Interview avec Disiz
Par Marcello
Avec son troisième album, sorti le 3 mars dernier, Disiz la Peste nous offre un album métissé avec des sonorités aussi bien près du rap que du jazz et l’électro.
À la manière d’un procédé de mue, Transe-Lucide est le procédé final – la larve devenue papillon – Disiz semble s’être affranchi des carcans du rap notamment l’empreinte musicale ou même en terme de flow : le rappeur nous trompe volontairement au début de son album, le son commence par ‘Banlieusard Syndrome’ avec une production orientée rap – sans équivoque – nous rappelle une instru façon Orelsan. Etant donné la production de Skread, le parallèle est facile !
Les titres qui suivent – ‘Miskine’, ‘Kamikaze’, ‘Rap Genius’, ‘Fuck les problèmes’, ‘MC Kissinger’ – sont orientés très électro, l’oreille est déroutée par ce métissage. Dans son écriture, Disiz n’hésite pas à prendre une distance avec le #rapgame et même la société en y portant un œil critique et cynique.
- Le son ’Rap Genius’ marque son affranchissement et la valorisation de son art, par la #punchtag :
‘J’suis mon patron, mon ouvrier, j’me suis affranchi #Scorsese‘
Dans ce son, il snipe le #rapgame et en disseque les acteurs qui ne font qu’alimenter les polémiques, on voit dans ces vers que Booba & Kaaris sont clairement visés en reprenant le vers phare du son ‘Kalash’ :
Et ma question préférée: « Qu’est-ce qu’on va faire de toute cette jeunesse ? »
Ma question préférée : « Qu’est-ce qu’on va faire des mecs de tièks ? »
Pour être honnête, c’est assez ironique quand on réalise qu’aujourd’hui ces deux rappeurs se clashent… Mais ces vers sont d’autant plus dans l’air du temps quand on sait que Kaaris sortait ‘Or Noir Part II’ ce même 3 Mars 2014 !!!
- Dans ‘Mc Kissinger’, il continue clairement à clasher Booba & Kaaris, en leur attribuant clairement une fonction de produit commercial dans l’univers du rap français :
» Ces MC d’merde me font doucement rigoler
Hardcore ? Mon cul, vous n’êtes bons qu’à consommer «
Le son ‘Spirales’ marque le changement de ton de l’album, on sent vraiment que musicalement il veut s’affranchir des codes la mélodie est douce; le propos reste noir mais tout aussi réfléchi …
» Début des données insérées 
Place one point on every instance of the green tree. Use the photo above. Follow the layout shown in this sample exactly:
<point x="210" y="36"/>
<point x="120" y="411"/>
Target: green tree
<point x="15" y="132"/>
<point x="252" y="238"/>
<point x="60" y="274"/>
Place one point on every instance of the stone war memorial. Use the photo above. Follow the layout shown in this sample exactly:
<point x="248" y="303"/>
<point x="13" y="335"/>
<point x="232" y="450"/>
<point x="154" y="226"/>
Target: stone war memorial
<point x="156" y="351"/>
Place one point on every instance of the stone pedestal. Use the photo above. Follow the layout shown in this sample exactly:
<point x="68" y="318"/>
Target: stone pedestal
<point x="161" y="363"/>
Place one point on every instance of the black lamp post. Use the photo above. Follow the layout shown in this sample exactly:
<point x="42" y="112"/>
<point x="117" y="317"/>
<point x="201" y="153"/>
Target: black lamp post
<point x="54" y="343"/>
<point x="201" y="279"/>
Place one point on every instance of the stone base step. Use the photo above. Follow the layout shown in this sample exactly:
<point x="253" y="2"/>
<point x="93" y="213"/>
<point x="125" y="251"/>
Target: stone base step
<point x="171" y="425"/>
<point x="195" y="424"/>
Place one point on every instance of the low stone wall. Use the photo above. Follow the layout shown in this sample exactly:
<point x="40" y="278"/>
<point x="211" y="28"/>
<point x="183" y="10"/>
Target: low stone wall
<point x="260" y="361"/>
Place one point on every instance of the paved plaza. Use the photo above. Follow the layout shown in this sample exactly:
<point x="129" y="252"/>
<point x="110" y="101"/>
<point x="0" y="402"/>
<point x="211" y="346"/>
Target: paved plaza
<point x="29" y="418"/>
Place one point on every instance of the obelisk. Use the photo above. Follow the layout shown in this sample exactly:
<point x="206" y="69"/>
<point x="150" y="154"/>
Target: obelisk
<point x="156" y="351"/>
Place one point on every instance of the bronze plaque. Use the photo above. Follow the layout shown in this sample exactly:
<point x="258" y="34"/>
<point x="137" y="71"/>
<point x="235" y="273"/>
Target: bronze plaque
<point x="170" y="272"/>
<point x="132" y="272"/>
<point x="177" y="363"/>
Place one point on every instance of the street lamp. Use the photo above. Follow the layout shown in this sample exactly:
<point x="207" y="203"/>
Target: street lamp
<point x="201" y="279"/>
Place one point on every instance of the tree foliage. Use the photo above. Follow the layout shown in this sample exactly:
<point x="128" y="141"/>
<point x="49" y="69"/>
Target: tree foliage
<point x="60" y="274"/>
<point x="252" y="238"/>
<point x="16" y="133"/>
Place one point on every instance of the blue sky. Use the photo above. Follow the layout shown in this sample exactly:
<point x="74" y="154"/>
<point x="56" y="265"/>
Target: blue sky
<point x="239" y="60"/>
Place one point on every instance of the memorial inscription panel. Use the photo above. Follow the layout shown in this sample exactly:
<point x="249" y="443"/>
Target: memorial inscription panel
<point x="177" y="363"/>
‘Burn out’ (Sayonara) se purge de son cynisme finit les visions noirs on part vers une nouvelle ambiance, d’ailleurs s’en suit l’interlude ‘Eau’ comme pour liquéfier nos sentiments troublés !
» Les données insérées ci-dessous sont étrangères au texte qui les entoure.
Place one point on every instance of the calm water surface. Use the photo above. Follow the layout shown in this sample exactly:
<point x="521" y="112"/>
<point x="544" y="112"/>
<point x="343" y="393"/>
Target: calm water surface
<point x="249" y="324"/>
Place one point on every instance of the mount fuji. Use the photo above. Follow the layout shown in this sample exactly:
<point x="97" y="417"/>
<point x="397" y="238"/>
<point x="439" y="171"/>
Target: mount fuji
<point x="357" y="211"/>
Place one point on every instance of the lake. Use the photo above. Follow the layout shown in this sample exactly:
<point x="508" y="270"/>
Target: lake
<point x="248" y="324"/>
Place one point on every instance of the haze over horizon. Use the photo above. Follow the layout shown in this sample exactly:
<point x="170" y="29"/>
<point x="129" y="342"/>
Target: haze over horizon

Dans cette deuxième partie de l’album, l’introspection commence et Disiz entre dans la phase plus intimiste et personnelle dans cette forme de mue musicale !!
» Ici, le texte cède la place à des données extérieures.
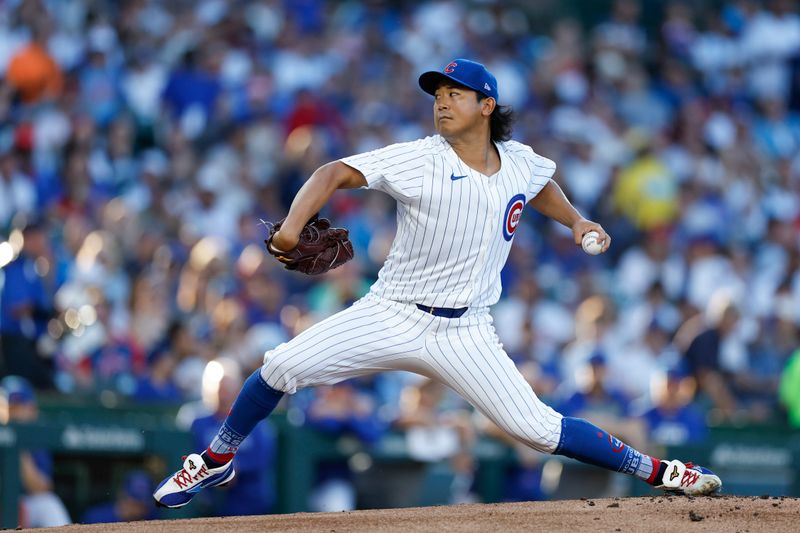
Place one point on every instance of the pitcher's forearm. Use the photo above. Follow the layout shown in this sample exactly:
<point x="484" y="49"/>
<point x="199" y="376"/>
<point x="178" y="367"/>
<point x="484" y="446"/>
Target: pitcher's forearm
<point x="312" y="196"/>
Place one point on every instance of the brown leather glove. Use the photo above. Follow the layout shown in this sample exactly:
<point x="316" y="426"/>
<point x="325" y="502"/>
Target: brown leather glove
<point x="319" y="249"/>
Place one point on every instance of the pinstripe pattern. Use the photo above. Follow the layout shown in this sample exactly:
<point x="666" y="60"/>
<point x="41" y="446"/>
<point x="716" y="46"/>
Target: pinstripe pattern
<point x="453" y="238"/>
<point x="449" y="248"/>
Comme dit en introduction, les titres ’Kadija’ & ‘Echo’ témoignent du virage plus personnel du rappeur, ces sons sont lumineux et réconcilient la personne de Sérigne M’Baye Gueye – AKA Disiz.
La conclusion ‘Happy End’ ferme le chapitre de la trilogie d’album du rappeur avec la volonté d’apporter une note positive à ses auditeurs.
À Inter-Peura nous avons apprécié le risque pris par Disiz dans cette approche presque philosophique du rap, la rime est littéraire et l’audience visée n’est pas prise en défaut. Le rappeur nous livre un essai rappé fort réussi et inspiré !
Nous vous invitons clairement à acheter cet album.